Why is it that the american cruze diesel says 5.1L/100km (46mpg) but my Canadian cruze says 4.2L/100km (67mpg imp)on its window sticker? The math doesn't add up so I don't understand.


----------



## Merc6 (Jun 8, 2013)

money_man said:


> Why is it that the american cruze diesel says 5.1L/100km (46mpg) but my Canadian cruze says 4.2L/100km (67mpg imp)on its window sticker? The math doesn't add up so I don't understand.


Someone will come in to scientifically answer. In short, they test their "real world" MPG differently from the US.


----------



## obermd (Mar 3, 2012)

First, Canadian advertising is using Imperial MPG, which is about 20% higher than US MPG. Second, Canada uses the older two-cycle test that the US EPA abandoned nearly a decade ago. The EPA uses a more realistic five-cycle test that takes into account the heavy use of creature comforts like air conditioning and radio usage. As a result of the changes to the EPA testing system, most cars will test about 10% lower in the US than any other country.

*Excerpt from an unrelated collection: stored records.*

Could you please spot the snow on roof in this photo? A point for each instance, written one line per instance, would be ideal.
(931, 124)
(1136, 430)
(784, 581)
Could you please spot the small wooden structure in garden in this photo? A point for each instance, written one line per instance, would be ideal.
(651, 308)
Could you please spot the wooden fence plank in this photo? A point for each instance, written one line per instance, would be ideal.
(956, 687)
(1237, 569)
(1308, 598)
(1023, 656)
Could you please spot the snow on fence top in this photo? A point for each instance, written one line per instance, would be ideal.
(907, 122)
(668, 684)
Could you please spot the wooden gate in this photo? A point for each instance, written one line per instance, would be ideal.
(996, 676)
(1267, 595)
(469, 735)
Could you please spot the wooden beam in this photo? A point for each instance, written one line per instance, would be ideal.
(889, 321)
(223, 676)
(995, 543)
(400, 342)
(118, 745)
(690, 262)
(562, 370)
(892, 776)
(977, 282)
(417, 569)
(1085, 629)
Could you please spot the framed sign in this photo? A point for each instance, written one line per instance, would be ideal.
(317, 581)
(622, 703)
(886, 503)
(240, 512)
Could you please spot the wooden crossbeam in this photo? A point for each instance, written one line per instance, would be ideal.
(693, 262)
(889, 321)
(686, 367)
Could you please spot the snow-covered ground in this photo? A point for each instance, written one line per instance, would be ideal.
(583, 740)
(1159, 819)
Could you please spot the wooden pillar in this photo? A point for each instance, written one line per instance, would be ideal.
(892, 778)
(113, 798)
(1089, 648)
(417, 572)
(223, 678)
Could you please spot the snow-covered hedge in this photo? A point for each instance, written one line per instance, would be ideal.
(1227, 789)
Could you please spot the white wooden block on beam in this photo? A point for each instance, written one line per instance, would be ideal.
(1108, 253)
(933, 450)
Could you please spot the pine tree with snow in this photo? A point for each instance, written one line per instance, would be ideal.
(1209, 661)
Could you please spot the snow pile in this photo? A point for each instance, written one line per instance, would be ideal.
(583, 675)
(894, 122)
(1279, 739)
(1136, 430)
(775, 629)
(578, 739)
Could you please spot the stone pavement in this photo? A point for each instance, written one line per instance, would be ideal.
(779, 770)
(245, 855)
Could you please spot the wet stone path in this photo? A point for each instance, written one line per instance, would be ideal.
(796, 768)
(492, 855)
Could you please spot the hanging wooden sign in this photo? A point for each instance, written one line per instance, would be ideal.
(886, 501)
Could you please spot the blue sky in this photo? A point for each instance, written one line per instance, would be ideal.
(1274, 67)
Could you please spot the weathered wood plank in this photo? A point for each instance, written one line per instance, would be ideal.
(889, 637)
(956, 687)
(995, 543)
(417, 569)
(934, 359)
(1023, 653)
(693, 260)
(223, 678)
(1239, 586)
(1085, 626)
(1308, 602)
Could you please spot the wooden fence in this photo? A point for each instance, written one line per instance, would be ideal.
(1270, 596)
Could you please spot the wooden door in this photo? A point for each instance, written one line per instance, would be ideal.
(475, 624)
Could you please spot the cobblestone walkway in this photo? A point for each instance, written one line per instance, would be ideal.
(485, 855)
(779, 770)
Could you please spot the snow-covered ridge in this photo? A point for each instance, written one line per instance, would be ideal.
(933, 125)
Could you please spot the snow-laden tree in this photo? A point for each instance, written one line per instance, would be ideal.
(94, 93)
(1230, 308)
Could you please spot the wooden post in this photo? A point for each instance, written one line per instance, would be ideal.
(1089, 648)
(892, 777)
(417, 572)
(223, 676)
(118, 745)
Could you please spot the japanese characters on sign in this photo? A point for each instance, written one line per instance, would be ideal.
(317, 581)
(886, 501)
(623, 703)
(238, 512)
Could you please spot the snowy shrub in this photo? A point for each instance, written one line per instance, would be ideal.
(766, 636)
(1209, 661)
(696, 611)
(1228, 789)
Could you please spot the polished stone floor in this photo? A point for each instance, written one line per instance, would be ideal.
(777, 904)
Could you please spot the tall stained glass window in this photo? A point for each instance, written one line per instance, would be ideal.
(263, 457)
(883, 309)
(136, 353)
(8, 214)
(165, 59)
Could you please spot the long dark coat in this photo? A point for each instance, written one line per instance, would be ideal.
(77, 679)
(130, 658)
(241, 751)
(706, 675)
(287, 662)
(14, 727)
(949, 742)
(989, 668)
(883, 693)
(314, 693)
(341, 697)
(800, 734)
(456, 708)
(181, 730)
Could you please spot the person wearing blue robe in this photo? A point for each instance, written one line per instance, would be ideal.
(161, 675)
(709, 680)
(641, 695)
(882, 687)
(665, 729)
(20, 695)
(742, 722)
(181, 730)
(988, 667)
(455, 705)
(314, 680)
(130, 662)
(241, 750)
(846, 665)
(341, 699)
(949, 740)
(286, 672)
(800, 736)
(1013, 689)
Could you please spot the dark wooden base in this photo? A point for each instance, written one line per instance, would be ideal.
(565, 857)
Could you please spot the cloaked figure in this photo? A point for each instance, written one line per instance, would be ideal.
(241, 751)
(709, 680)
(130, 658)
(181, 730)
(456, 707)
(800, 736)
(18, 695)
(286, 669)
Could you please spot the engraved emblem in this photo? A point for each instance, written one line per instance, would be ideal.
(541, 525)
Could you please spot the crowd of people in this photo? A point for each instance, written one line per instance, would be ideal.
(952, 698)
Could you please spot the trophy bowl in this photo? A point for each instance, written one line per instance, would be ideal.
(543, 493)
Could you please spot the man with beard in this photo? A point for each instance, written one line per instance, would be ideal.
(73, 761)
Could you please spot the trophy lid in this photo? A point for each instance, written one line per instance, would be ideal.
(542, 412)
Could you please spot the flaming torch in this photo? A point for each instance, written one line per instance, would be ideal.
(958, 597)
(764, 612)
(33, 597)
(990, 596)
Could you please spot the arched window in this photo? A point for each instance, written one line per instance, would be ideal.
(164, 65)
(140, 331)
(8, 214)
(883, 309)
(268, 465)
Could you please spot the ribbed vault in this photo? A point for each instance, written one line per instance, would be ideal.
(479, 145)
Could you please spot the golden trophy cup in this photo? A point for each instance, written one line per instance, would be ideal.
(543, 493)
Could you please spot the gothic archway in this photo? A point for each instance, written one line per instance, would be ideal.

I ran into this discrepancy when developing the HyperCruzer targets last summer and did a lot of research on how non-US testing compares to the EPA.


----------



## money_man (Feb 25, 2014)

Hmm, I didn't realize we used a different system than you. So as long as I average 5.1L/100km or less on the hwy then I'm doing good. 4.2L/100km seems unrealistic to me however I'm only at 5000miles.


----------



## oilburner (Jun 13, 2013)

I think you seen 5.1 liters per 100k on the GM Canada web site. that's where I seen it for the 2015 cruze diesel 6 speed manual.
I wonder if transport Canada tightened up on the mileage testing. 
your correct on 2014 4.2 per 100ks ,its on the window build sheet.


----------



## money_man (Feb 25, 2014)

Actually I saw it on a car and driver or motortrend review


----------